La confessioneLe bandiere ucraine cacciate dai cortei, e la sparizione della sinistra

Il silenzio dei leader di partito del cosiddetto campo largo è una dimostrazione di stupidità e di viltà, nella migliore delle ipotesi

Lapresse

Se la sinistra italiana esistesse ancora, e avesse ancora un’identità, un minimo di consapevolezza storica e senso di sé, avrebbe reagito con veemenza all’orrendo spettacolo delle bandiere ucraine cacciate dai cortei del 25 aprile. L’acquiescenza di tanti, a cominciare dai vertici dei principali partiti che a quei cortei partecipavano, è una dimostrazione di stupidità e di viltà, nella migliore delle ipotesi. Nella peggiore, è una confessione.

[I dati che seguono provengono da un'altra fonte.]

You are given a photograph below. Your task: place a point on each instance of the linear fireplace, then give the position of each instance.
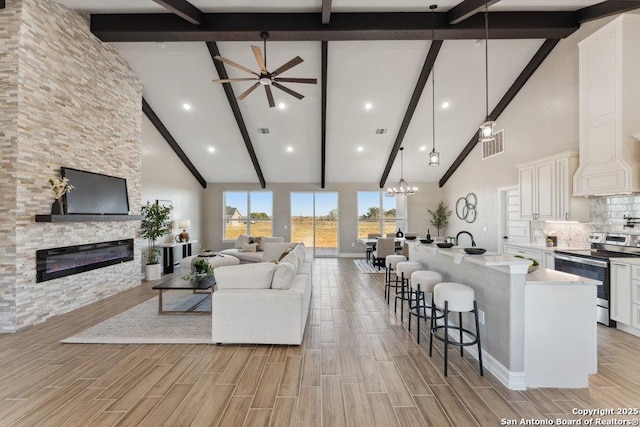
(60, 262)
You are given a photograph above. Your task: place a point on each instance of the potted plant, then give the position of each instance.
(155, 224)
(440, 216)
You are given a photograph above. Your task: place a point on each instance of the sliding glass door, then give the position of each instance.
(314, 221)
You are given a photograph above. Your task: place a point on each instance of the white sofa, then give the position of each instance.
(244, 242)
(263, 303)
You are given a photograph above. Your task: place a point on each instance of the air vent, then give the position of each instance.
(494, 146)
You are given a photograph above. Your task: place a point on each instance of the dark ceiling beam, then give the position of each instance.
(467, 9)
(235, 108)
(537, 59)
(326, 11)
(148, 111)
(434, 49)
(183, 9)
(344, 26)
(606, 8)
(323, 148)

Se non si trattasse semplicemente di opportunismo, sarebbe infatti la conferma del fatto che antifascismo, marxismo, internazionalismo sono sempre stati anche qui, proprio come nei Paesi del socialismo reale, nient’altro che specchietti per le allodole, parole vuote con cui imbrogliare i fessi e farli marciare al passo dell’imperialismo russo, che è sempre lo stesso dai tempi degli zar, e poi dell’Urss, e oggi di Putin, essendo passato intatto dall’antico regime alla rivoluzione e poi di nuovo alla reazione, dall’Internazionale comunista all’Internazionale sovranista, da Bucharin a Salvini, da Lenin a Dugin, senza che nessuno dei suoi servi sciocchi (o utili idioti) facesse una piega.